Essa foi aliás uma das razões que levaram
clérigos de alguns países como o Irão e a Arábia
Saudita a insurgirem-se contra séries como
Gumus. Com o poder económico da indústria
da televisão, veio a intromissão do poder político:
no Egipto, as séries turcas foram proibidas
por causa das relações entre os dois países
(a Turquia não reconhece a vitória do Presidente
Abdel Fattah el-Sisi); dentro de portas,
o actual Presidente Recep Tayyip Erdogan
deu-se ao trabalho de condenar em público
O Século Magnífico, a série que se estreou em
2011 e acabou há poucos meses sobre o sultão
Suleimão, o Magnífico (reinou entre 1520
e 1566). O Século Magnífico foi um tremendo
sucesso nacional e internacional, visto por
milhões de espectadores estimados, em 55
países, e 15 mil horas para 139 episódios, segundo
a produção.
Ao intrometer-se, Erdogan tornou político
o que não era intencionalmente político. Baseada
em acontecimentos históricos, O Século
Magnífico vai mais aos bastidores e jogos de
poder do harém de Suleimão, centra-se nas intrigas
palacianas da protagonista Hurrem, uma
escrava ucraniana que se consegue casar com
o sultão, dominando depois o palácio. E o palácio
é o Topkapi, um dos mais monumentais
edifícios em Istambul, para o qual centenas de
turistas fazem filas diárias. Muitas das cenas
passam-se na zona do harém imperial, parte
dele visitável, com as dezenas de divisões
cheias de azulejos e decoração barroca-otomana
de inspiração italiana — são os aposentos
onde viviam a mãe do sultão, as mulheres e
as concubinas, os filhos e os criados.
A série foi, porém, rodada em estúdio, produzida
por uma das maiores empresas da área,
a Tims. Vendo alguns dos episódios com legendas
em inglês, dá para perceber porque é apelativa
— um enorme investimento nos décors,
guarda-roupa, argumento que deixa sempre
um mistério no final do episódio, várias intrigas
de relações amorosas e a conquista de um
lugar na hierarquia social pela protagonista, a
escolhida entre as dezenas de mulheres.
Representou algo de novo na sua categoria,
diz-nos Timur Savci, o dono da produtora, por
email. O tremendo sucesso deve-se também
a factores como a qualidade da história e do
argumento, defende, mas é preciso não esquecer
que desde o início o objectivo era chegar a
uma audiência internacional, por isso o conceito
foi desenhado tendo isso em conta. A
crítica de séries de televisão Oya Dogan é mais
específica: há o interesse na história otomana
e no facto de nunca até então se ter visto o que
se passava num harém. Mas a razão principal
do grande sucesso “é que todas as mulheres
amam o poder, e que mulher não quereria
controlar um sultão [como a protagonista]?”

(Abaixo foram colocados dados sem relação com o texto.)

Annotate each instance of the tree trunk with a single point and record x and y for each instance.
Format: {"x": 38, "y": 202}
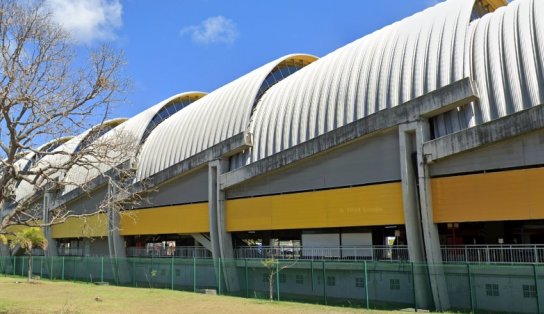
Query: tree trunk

Explica: “É o sonho de todas as mulheres controlarem
um homem tão poderoso. Ela é uma
personagem incrível, é a que governa o sultão,
e no fi nal consegue o que quer, o amor de
Suleimão. É um tema tão sexy que é o que faz
com que a série seja tão vendida.”
O entusiasmo maior com O Século Magnífi -
co, continua Timur, começou “nos territórios
mais próximos da nossa cultura e região geográfi
ca”. Depois do Médio Oriente, Balcãs
e Europa, a América do Sul está agora interessada.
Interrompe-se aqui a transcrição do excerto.